Trust vote: China says expect political parties to uphold Pakistan’s interests

BEIJING: The Ministry of Foreign Affairs (MoFA) of China said Beijing expected the political parties in Pakistan will stay united and uphold the supreme interest of the country’s development and stability.

While responding to a question about the no-confidence motion moved against the prime minister, Wang Wenbin, a spokesperson for the Chinese foreign ministry, said: “China is committed to non-interference policy, adding that as an all-weather strategic cooperative partner and friendly neighbour of Pakistan, it is our sincere hope that all parties in Pakistan will stay united and uphold the major interest of country’s developments and stability.”

The comment came as Imran Khan accused the United States of meddling in Pakistan’s politics — a claim quickly denied by Washington — as a debate on the no-confidence motion against him in the National Assembly was postponed.

No prime minister has ever seen out a full term, and Khan is facing the biggest challenge to his rule since being elected in 2018, with opponents accusing him of economic mismanagement and foreign-policy bungling.

The government is also battling to contain a rise in militancy by the Tehreek-i-Taliban Pakistan (TTP), which on Wednesday announced an offensive against security forces during Ramadan, due to begin within days with the sighting of the next new moon.

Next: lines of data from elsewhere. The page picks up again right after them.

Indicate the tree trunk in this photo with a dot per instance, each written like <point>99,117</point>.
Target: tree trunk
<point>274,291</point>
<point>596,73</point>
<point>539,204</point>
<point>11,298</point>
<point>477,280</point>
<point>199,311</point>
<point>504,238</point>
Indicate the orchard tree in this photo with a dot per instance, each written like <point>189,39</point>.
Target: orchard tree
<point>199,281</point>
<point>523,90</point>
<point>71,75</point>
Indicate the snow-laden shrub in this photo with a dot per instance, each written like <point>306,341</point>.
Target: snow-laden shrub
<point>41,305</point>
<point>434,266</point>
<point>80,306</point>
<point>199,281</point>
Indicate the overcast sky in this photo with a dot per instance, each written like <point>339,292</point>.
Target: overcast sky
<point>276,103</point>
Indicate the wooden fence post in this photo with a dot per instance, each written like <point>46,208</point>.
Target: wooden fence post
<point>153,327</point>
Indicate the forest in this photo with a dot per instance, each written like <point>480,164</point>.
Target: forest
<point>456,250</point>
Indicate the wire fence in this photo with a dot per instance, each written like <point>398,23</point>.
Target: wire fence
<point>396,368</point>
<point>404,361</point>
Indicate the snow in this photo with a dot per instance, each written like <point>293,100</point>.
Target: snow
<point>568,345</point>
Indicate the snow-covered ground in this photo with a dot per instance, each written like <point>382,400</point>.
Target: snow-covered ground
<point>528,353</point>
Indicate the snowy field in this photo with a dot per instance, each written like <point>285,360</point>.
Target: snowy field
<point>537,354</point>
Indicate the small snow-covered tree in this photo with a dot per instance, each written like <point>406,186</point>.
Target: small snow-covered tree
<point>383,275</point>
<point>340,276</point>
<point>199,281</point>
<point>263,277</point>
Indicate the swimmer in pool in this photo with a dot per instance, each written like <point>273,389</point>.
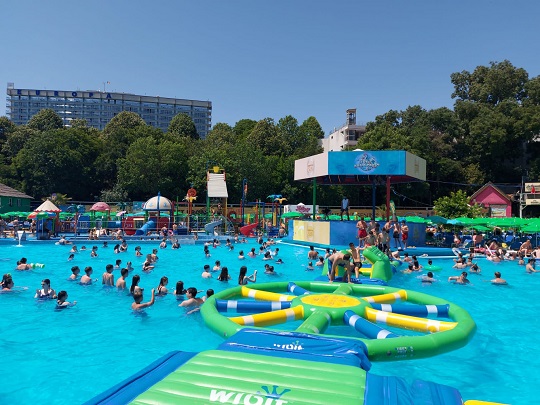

Fighting for his political life, Khan addressed the nation late Thursday, appearing to blunder when he named the United States as the origin of a “message” he said showed meddling in Pakistan’s affairs.

“America has — oh, not America but a foreign country I can’t name. I mean from a foreign country, we received a message,” he said.

Local media reported the message was in a briefing letter from Pakistan’s former ambassador to Washington, Asad Majeed Khan, recording a senior US official telling him they felt relations would be better if Khan left office.

“They say that ‘our anger will vanish if Imran Khan loses this no-confidence vote’,” he said.